What is a linear probability density function? In the following question, what is meant by linear probability density function? Is it a uniformly distributed variable or triangularly distributed? Thanks in advance.

The kinetic energy of any object in motion is given by the $E(v)=\frac{1}{2}mv^2$, where $v$ is the velocity in m/s. Someone measures the speed of students walking along Symonds St. to the Engineering buildings, and notices that the speed can be described by a linear probability density function in the range 0-1m/s.
(a) Write an equation for the probability distribution and sketch the probability density function. Make sure to label values on both axes.

 A: To me, it seems like it means the probability density, $\sigma(v)$, a function from the interval $[0,1]$ to the reals, is a linear function. So you simply have $\sigma=a v+b$ (linearity), $\int_{[0,1]}\sigma dv=1$ (real probability distribution), and $\sigma\ge 0$ (real probability distribution). You can use these conditions to eliminate one of $a$ or $b$ and put constraints on their magnitudes to ensure sigma is always positive.

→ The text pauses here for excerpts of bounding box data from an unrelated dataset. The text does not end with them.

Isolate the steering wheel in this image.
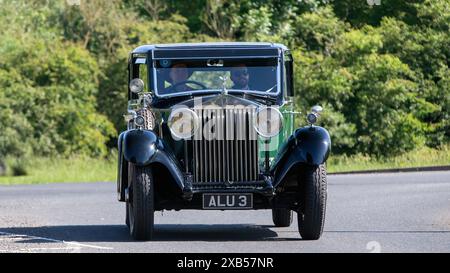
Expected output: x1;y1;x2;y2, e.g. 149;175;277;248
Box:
168;81;208;90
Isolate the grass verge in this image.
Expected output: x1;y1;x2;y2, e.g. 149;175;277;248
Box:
0;153;117;185
0;145;450;185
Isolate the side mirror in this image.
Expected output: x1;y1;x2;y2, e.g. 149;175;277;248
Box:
311;105;323;112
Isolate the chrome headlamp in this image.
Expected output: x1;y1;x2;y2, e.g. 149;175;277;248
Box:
167;107;199;140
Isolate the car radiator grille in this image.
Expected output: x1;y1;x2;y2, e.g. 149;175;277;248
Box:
192;108;259;183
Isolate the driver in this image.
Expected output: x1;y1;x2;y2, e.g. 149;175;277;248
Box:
230;64;250;90
168;63;193;91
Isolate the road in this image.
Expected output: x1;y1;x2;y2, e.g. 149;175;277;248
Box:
0;171;450;253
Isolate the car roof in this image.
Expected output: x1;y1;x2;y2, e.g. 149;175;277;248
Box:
132;42;288;53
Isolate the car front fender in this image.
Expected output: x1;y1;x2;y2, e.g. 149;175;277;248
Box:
117;129;184;201
271;126;331;186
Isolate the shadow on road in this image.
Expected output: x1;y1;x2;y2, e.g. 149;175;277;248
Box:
0;224;300;243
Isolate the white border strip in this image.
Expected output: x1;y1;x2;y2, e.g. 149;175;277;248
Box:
0;231;114;250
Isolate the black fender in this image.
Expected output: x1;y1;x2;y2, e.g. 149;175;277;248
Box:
117;129;184;201
271;126;331;187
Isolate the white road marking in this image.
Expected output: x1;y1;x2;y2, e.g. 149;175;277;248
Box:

A: If the speed is random but constrained to 0-1 m/s, you have to guess what is meant.
I'm guessing it is any distribution with linear shape, and of course area 1.
It could go from 0 to 2, from 2 to 0, from 0.5 to 1.5, or simply be the uniform distribution from 1 to 1. In any case, it's got a Y-intercept (the pdf of speed 0) and a slope.
If it has a non-zero pdf for speed 0, that means it's possible to see some students walking at a speed near zero, so they might take a long time to travel one meter.
That leads me to suspect the distribution wanted is the one with intercept 0 and slope 2,
but really it is not a well-worded question.
A: In this case, linear refers to the axis for speed being linear (not exponential or logarithmic). A probability density function is described as the normal distribution of an event. See the wiki page.